3.2.3. Binary Profile Representation

The binary profile is a critical feature in constructing sequence-based models and has been utilized in multiple prediction tasks [29,44,45]. This study adopts the binary profile to encode the amino acid sequence, which reflects the composition and order information of 20 amino acids in a protein sequence by uniquely encrypting each amino acid based on the one-hot encoding method. It converts each amino acid into a 20-dimensional binary vector. One example is Ala which can be represented as a vector

[1, 0, 0, 0, 0, 0, 0, 0, 0, 0, 0, 0, 0, 0, 0, 0, 0, 0, 0, 0]

. Thus, a peptide of length L can be represented as an

L \times 20

dimensional matrix.

Due to the different lengths of ACPs, BLOSUM62 and Binary profile are converted to a zero-padded numeric matrix of size

50 \times 20

to fit the datasets. The final features are composed of FEGS, BLOSUM62, and Binary profile, which are used as input to the deep forest module.

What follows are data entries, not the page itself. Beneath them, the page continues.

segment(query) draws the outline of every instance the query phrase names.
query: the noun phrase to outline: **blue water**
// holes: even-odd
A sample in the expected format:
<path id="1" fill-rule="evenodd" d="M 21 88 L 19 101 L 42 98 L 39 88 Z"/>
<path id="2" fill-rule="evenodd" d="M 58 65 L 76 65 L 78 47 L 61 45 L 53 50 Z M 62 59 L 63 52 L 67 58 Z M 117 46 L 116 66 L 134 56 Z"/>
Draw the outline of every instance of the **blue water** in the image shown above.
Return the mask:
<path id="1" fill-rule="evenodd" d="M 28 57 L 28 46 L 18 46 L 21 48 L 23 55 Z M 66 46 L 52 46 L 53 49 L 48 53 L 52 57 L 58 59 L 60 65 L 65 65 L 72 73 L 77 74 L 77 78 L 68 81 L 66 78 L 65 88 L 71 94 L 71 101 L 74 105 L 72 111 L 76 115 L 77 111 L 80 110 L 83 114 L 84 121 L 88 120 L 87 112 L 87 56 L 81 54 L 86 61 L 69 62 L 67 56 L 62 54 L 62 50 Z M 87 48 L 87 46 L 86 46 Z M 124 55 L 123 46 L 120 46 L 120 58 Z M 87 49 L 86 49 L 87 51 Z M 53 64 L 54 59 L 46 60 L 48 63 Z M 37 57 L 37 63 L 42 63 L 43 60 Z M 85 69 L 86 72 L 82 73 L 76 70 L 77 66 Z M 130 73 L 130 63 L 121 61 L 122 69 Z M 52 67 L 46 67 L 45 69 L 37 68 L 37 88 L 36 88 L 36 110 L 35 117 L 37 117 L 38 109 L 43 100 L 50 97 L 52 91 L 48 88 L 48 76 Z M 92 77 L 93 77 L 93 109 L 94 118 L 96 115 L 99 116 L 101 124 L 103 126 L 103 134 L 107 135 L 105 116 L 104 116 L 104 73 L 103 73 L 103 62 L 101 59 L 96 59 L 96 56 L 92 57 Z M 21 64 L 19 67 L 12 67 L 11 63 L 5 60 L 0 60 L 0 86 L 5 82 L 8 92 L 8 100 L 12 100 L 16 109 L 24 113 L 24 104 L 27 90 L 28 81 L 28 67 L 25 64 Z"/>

3.3. Deep Forest Architecture

The deep forest is an ensemble learning model that has been proposed in the last two years and is considered an alternative to deep learning. The success of deep learning relies on its remarkable capacity to characterize original features. Similarly, the deep forest employs a tree-based cascade structure, which discards the traditional derivable neurons and replaces them with decision trees to capture higher-level features. This cascade structure is shown in Figure 5D, where each level of the cascade receives the features from the previous cascade, conducts further feature processing to obtain better-characterized features, and then passes to the next level of the cascade.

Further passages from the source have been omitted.